AWS ECS - exit code 137
In Linux, there are a number of exit codes with Special Meanings, of note here is the 128+n section, which are the Kill levels for a process. in this case, 137 = 128 + 9, so this process was killed with the highest level.
This usually happens in ECS when ECS sends a STOP to the process, but it hasn't exited within 30 seconds.
Two common causes for stuff like this that I'd check:
- In your Container Definition, you have
"memory": 300
. This is a hard limit on the amount of memory that a specific Docker task can use. If it reaches that limit, it gets terminated (I don't know what exit code that would be, but 137 might be reasonable). Based on your example, you could try to run something similar withdocker run -m 300M -it "imagename" /bin/bash
. If this hits the memory limit, it should also get terminated. - If your container is connected to a Load Balancer and has a health check enabled, ensure that your application is responding to the health check within the health check interval. If not, it will count against the container, and after the configured number of health check fails, the container will be considered unhealthy, and will create a new task and destroy the old one.

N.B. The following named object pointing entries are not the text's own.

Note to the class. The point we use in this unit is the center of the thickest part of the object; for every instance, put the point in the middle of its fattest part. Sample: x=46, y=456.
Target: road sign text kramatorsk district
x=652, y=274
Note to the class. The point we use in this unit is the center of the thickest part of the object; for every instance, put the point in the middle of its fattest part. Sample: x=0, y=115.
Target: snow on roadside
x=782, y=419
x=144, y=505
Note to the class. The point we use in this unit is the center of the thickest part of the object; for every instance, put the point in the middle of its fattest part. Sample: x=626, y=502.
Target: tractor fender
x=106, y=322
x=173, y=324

One thing to note here as that ECS supports memory
and memoryReservation
in the task definition, and only one of them need be set. memory
as mentioned above is a hard limit, and anything that hits that gets destroyed. memoryReservation
is a soft limit, and your container can exceed that, up to the total memory of the ECS Instance. You can also combine the two, in which case memoryReservation
is used in determining the amount of memory available for extra tasks on an instance, and memory
is used to kill the task if it over runs it overruns the number provided.
I had a similar issue and my container was killed with exactly the same exit code (137).
It turned out that it got killed due to an incorrectly configured health check in my Application load balancer.